The Family Intervention Project was incredibly successful, so successful that the number of contracted shelter beds was cut in half. The Probation Department had been filing 80+ petitions a year in Juvenile Court on “Status Offenders” (i.e., runaway or incorrigible youth). After the first year, these filings virtually stopped. FIP exemplified the heart of our organization – keep kids in families, preferably their own, providing supports and services to enable them to be self-sufficient and not dependent on the “system.”
FIP also proved to be an incredible example of the Children’s Services Network collaborative process. The problem of runaways and overcrowded shelters emerged under CSN, allowing us to partner with Probation and Social Services to initiate and maintain the program. After the three year grant funding expired, the state agreed to fund it for an additional year due to the program’s success. After that, Social Services agreed to pick it up for several years followed by the County Mental Health Department. Finally, in 2001 the Probation Department was able to secure funding and the program was re-branded to “Intensive Community Diversion.” This service continued until 2009/2010 when it was determined that other new programs, (i.e., Wraparound Services), could meet this important need. This very successful collaboration served 2,152 youth, over 17 years, with 95% success rate – youth and parent relationships were improved and families were preserved.
Another important collaboration occurred this year – we collaborated with our foster parents to further develop and enhance our foster parent support system. We established “regional” Foster Parent Partners to help facilitate support groups, but more importantly, to mentor new foster families. Every new foster parent was assigned a seasoned mentor to help them learn the ropes and navigate the system. We paid our Parent Partners an additional amount each month to provide this service. We soon discovered that our Parent Partners became another excellent resource in helping our new foster families manage crises and challenges. This program also helped elevate the overall level of competency and consistency across our network of foster families. This service remained in place informally for a number of years, until we were able to secure funding to establish and make the Family Partner an official program.

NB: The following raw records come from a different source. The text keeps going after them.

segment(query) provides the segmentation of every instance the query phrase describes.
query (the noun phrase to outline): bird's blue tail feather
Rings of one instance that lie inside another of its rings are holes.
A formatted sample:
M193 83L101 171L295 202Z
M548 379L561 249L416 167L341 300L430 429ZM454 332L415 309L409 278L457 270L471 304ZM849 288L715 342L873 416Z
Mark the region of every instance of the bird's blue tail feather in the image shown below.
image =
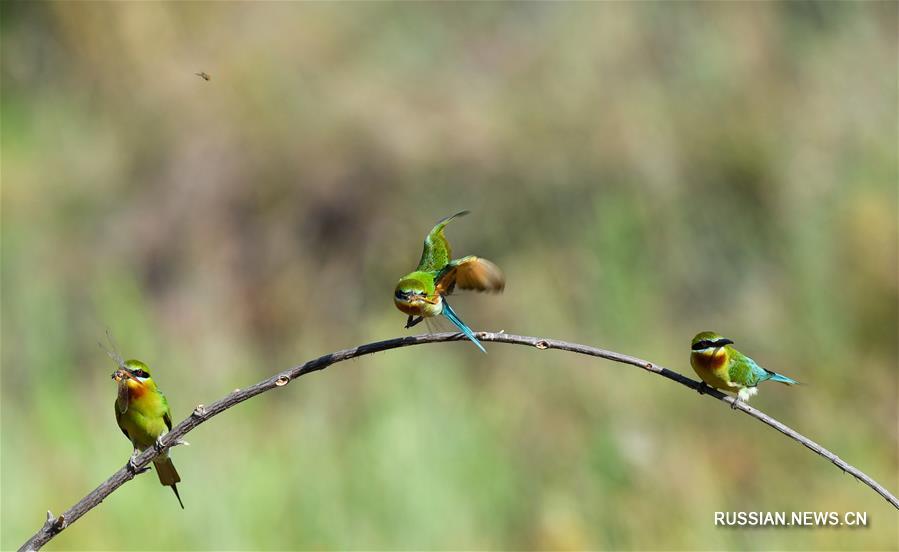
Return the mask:
M799 383L798 381L788 378L787 376L782 376L782 375L778 374L777 372L768 372L768 373L771 374L771 377L768 378L771 381L779 381L780 383L786 383L787 385L796 385L797 383Z
M465 334L465 337L471 340L472 343L478 346L483 352L487 352L487 349L481 345L481 342L478 341L478 338L474 336L474 332L471 331L471 328L465 325L465 322L459 320L459 317L456 315L455 311L453 311L452 307L449 306L449 303L446 302L446 298L443 299L443 316L449 318L450 322L456 325L457 328L462 330L462 333Z

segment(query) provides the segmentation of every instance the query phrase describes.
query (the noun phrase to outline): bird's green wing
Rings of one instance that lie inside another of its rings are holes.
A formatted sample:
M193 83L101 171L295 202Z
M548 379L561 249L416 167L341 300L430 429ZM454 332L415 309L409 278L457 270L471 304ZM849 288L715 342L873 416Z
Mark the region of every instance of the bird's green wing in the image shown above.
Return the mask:
M119 410L120 410L120 409L119 409L119 401L114 402L114 403L112 404L112 406L113 406L113 408L115 409L115 423L116 423L116 425L119 426L119 429L122 430L122 433L124 433L124 434L125 434L125 437L130 441L130 440L131 440L131 436L128 435L128 432L125 431L125 428L124 428L124 427L122 427L122 413L119 411Z
M421 260L418 261L418 268L425 272L436 272L449 264L452 258L449 242L443 235L443 229L451 220L456 217L462 217L468 214L468 211L459 211L454 215L450 215L442 219L425 238L424 249L421 252Z
M162 401L162 421L165 422L165 427L169 428L169 431L171 431L172 409L169 408L169 401L165 400L165 395L159 393L159 399Z
M736 349L731 353L729 374L732 382L745 387L754 387L771 377L767 370Z

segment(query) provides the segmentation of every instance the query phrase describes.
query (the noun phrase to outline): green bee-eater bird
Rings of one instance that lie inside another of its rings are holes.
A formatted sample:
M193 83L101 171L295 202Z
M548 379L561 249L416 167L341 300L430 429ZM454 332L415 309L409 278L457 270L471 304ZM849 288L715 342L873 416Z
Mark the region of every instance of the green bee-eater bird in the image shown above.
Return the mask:
M102 347L102 345L101 345ZM109 352L119 369L112 379L118 383L119 395L115 400L115 419L125 437L134 445L131 461L144 449L156 445L157 440L172 429L172 413L165 395L150 377L150 368L139 360L122 360L118 353ZM177 483L181 477L165 451L153 459L159 482L171 487L184 508Z
M425 318L442 314L486 353L471 328L459 319L446 302L446 296L452 294L457 285L461 289L489 292L500 292L506 286L506 279L499 267L487 259L474 255L452 259L443 229L454 218L467 214L468 211L461 211L448 216L428 233L418 268L400 278L393 294L393 302L396 308L409 315L406 328L411 328Z
M693 338L690 365L706 384L722 391L736 393L739 400L759 392L763 381L779 381L787 385L797 382L787 376L766 370L754 360L731 347L733 341L715 332L700 332ZM736 402L732 405L736 408Z

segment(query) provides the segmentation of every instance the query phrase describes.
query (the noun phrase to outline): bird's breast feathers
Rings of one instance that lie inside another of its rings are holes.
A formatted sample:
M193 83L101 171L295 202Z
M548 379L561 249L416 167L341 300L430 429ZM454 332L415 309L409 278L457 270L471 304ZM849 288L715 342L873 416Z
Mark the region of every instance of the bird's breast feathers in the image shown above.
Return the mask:
M142 416L161 418L168 410L168 406L162 393L150 388L145 383L134 380L126 382L128 386L128 410L136 411Z
M125 385L128 387L128 398L130 401L138 400L144 397L147 394L147 386L134 381L133 379L126 379Z
M697 351L693 353L694 361L706 370L720 370L727 364L727 352L724 348L713 351Z
M690 355L690 363L707 384L718 389L731 387L728 375L727 352L723 349L696 351Z

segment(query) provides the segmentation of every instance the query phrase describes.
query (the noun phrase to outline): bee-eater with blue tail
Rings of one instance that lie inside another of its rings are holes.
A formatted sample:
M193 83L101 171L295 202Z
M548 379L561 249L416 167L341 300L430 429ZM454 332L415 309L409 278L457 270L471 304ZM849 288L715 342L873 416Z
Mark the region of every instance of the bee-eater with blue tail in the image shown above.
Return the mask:
M409 316L406 328L411 328L425 318L442 314L486 353L471 328L459 319L446 301L446 296L452 294L457 285L460 289L496 293L506 286L502 271L487 259L474 255L461 259L452 258L443 229L451 220L467 214L468 211L461 211L448 216L428 233L418 268L400 278L393 294L393 302L396 308Z
M172 413L165 395L150 377L150 368L146 364L139 360L123 360L115 352L107 353L118 365L118 370L112 374L112 379L119 387L119 395L115 401L115 419L119 429L134 445L130 463L141 451L156 446L157 440L172 429ZM180 444L185 443L180 441ZM172 488L178 504L184 508L177 486L181 477L169 458L169 451L154 458L153 465L159 482Z
M794 379L762 368L754 360L731 347L733 341L715 332L701 332L693 338L690 365L706 384L736 393L738 400L749 402L758 393L758 384L777 381L795 385ZM701 391L700 391L701 392ZM736 408L736 401L733 407Z

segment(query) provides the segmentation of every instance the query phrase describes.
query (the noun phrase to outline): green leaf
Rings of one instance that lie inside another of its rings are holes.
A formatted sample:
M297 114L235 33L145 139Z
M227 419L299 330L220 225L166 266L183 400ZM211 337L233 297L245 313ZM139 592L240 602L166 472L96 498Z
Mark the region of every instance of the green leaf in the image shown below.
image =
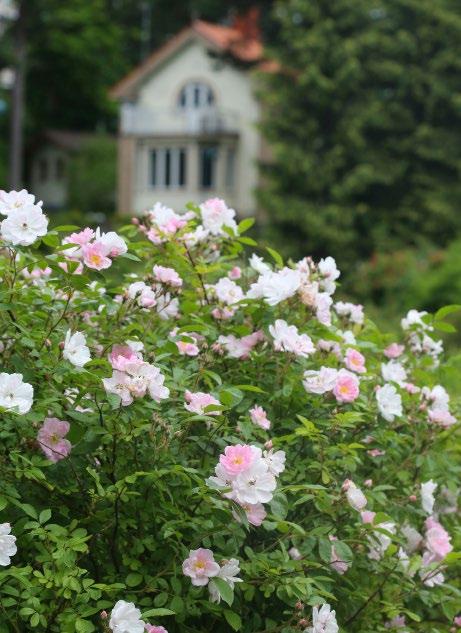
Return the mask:
M142 579L143 579L142 574L132 572L131 574L128 574L125 582L126 582L127 587L136 587L137 585L140 585L142 583Z
M239 235L242 235L243 233L248 231L248 229L251 229L254 223L255 223L254 218L244 218L241 222L239 222L239 225L238 225Z
M439 332L448 332L450 334L456 332L455 326L451 323L447 323L446 321L434 321L432 325L434 326L434 329L439 330Z
M278 253L273 248L270 248L269 246L266 246L266 251L269 253L269 255L271 255L273 257L273 259L275 260L276 264L278 266L280 266L280 268L283 268L283 259L282 259L282 256L280 255L280 253Z
M242 618L238 613L234 613L234 611L229 611L226 609L224 611L224 617L226 618L228 624L234 629L234 631L239 631L242 628Z
M459 312L461 310L461 305L459 304L452 304L452 305L448 305L448 306L444 306L443 308L440 308L440 310L437 310L437 312L434 315L434 319L435 321L441 321L442 319L444 319L446 316L448 316L449 314L453 314L453 312Z
M38 522L43 525L43 523L46 523L50 519L51 519L51 510L50 509L42 510L40 512L40 516L38 517Z
M224 602L229 606L232 606L232 603L234 602L234 590L232 589L232 587L225 580L218 577L210 580L210 583L213 583L215 585Z
M161 618L167 615L176 615L176 611L172 611L171 609L149 609L148 611L144 611L142 614L143 618Z

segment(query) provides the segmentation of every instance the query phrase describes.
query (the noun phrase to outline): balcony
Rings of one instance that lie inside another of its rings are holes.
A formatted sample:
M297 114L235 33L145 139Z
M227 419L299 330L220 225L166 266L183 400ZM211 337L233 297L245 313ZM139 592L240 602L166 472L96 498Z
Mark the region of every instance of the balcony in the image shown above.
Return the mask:
M137 136L219 136L239 132L238 114L213 106L195 110L156 110L125 103L120 131Z

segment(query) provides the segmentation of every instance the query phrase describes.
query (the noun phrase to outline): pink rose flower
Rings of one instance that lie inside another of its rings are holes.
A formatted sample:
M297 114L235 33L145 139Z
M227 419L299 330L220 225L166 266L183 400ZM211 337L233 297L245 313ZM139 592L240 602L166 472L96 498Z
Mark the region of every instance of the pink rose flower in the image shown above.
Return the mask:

It was also during this time frame that we were able to really build out our use of AmeriCorps workers. At its peak, we had six to seven AmeriCorps workers serving as assistance to our Social Workers and foster families. It was a win-win for everyone. Our services were enhanced and the AmeriCorps staff earned a very nice grant to continue their education. Several of these individuals later returned to FCNI as full-time employees.
By the end of this year, the Family Care Network continued to produce excellent outcomes in our therapeutic foster care program and build respect for our model from our County partners. The Family Intervention Project had a stellar beginning, serving 75 youth with a 95% success rate. We ended the year serving 272 youth and families with an aggregate 91% success rate.
In response to the need Family Intervention Project was created. Jon Nibbio was hired to be the therapist for the program.